Batiking Pioneer, Dr. Leo Twiggs, To Present Artist Lecture

When Dr. Leo Twiggs began experimenting with batiking, or creating artwork on cloth with a wax-resist dyeing technique, he had no idea that he would later be called a pioneer.

When he began testing the process, there were no instructional books on batiking. To create his work, Dr. Twiggs applies wax to fabric (he prefers cotton) and then dips the fabric into dye. The areas covered by wax do not absorb color, and the finished pieces vary widely.

Dr. Twiggs compares his work to the tone of jazz music because of the “mellowness of color.” He also is influenced by the surfaces from his childhood–cracked, weathered and old. He believes “oldness has a dignity” and tries to replicate that in his work. This is how he began creating flags 15 years ago. Old flags found in storage often have holes, tears and rips.

His blog describes his subject matter:

Twiggs addresses broader themes, including race, black culture, politics and relationships between generations.

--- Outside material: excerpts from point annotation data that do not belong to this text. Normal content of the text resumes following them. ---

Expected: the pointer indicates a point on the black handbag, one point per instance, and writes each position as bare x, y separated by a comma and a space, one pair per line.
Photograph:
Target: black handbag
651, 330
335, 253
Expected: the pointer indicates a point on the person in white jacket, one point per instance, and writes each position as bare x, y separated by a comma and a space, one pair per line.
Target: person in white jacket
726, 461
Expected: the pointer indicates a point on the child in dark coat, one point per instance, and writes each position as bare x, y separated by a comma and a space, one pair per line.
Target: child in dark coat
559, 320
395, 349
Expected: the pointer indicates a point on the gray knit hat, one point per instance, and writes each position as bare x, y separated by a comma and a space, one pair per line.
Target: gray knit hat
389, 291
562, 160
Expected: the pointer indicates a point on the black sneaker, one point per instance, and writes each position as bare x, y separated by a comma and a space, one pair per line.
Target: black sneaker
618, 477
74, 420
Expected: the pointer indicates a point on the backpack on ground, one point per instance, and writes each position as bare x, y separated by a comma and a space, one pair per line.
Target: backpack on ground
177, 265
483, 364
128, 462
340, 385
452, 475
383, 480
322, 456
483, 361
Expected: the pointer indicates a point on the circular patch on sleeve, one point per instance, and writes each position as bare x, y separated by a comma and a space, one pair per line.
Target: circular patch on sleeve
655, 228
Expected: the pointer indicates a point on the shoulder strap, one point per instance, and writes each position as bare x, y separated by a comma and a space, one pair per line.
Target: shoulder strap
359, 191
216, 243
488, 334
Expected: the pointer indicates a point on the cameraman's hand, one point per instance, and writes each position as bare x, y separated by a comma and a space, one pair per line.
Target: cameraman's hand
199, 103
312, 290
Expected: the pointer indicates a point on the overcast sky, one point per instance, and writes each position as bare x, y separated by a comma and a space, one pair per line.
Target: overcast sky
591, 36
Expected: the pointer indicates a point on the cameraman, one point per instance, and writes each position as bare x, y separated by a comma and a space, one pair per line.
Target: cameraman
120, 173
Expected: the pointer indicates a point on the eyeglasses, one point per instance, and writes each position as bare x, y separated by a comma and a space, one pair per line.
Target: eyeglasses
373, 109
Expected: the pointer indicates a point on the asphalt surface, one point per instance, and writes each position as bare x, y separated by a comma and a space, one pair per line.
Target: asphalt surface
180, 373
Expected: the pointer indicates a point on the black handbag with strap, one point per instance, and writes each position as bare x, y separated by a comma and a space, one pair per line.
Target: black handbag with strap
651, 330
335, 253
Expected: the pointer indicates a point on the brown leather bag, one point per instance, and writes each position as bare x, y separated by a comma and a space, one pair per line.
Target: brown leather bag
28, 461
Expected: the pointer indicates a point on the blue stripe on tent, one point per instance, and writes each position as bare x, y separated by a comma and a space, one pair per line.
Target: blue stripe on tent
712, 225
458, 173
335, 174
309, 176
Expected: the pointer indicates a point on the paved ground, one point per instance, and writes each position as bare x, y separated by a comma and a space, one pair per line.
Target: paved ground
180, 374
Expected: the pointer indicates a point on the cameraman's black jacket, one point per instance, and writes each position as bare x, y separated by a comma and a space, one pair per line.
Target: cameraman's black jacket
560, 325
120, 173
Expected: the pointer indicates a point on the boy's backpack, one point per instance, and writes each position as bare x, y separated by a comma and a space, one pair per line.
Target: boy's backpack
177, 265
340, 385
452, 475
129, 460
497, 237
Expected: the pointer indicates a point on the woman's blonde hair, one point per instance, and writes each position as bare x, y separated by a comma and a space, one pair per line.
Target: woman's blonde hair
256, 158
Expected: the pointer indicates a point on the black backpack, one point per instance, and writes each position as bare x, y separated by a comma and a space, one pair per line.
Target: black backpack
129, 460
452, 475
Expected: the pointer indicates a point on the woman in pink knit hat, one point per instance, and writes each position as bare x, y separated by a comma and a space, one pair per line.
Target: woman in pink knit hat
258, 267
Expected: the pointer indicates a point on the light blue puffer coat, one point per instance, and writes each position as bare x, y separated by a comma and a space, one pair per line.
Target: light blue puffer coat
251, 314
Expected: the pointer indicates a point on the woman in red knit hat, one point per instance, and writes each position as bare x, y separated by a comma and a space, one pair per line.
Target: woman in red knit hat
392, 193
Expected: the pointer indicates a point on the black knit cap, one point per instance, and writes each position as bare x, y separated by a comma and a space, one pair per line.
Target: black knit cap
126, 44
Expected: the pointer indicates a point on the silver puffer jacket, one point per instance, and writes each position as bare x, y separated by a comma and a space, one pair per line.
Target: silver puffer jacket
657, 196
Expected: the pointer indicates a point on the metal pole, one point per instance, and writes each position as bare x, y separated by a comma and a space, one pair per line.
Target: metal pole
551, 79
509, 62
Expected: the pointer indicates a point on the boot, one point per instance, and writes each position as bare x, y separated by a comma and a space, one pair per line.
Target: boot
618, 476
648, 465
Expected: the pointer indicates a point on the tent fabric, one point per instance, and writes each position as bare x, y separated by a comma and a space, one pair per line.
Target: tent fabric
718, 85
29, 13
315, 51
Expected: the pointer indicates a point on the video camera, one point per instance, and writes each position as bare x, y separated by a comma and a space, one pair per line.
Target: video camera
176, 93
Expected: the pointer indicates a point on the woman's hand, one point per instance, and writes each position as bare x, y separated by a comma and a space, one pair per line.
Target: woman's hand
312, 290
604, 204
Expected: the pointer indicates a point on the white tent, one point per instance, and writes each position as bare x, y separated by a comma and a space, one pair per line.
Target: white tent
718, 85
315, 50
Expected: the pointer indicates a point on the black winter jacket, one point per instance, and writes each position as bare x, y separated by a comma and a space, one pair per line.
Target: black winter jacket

He does so through modern imagery and narrative scenes that seldom are straightforward snapshots but abstracted, symbolic tableaux dominated by shapes, lines and fields of color.

During his Artist Lecture at the Lake City Library Community Center on Friday, April 26 from 6 to 7 p.m., he will have work on display, will host a demonstration on batiking and describe where his inspiration comes from.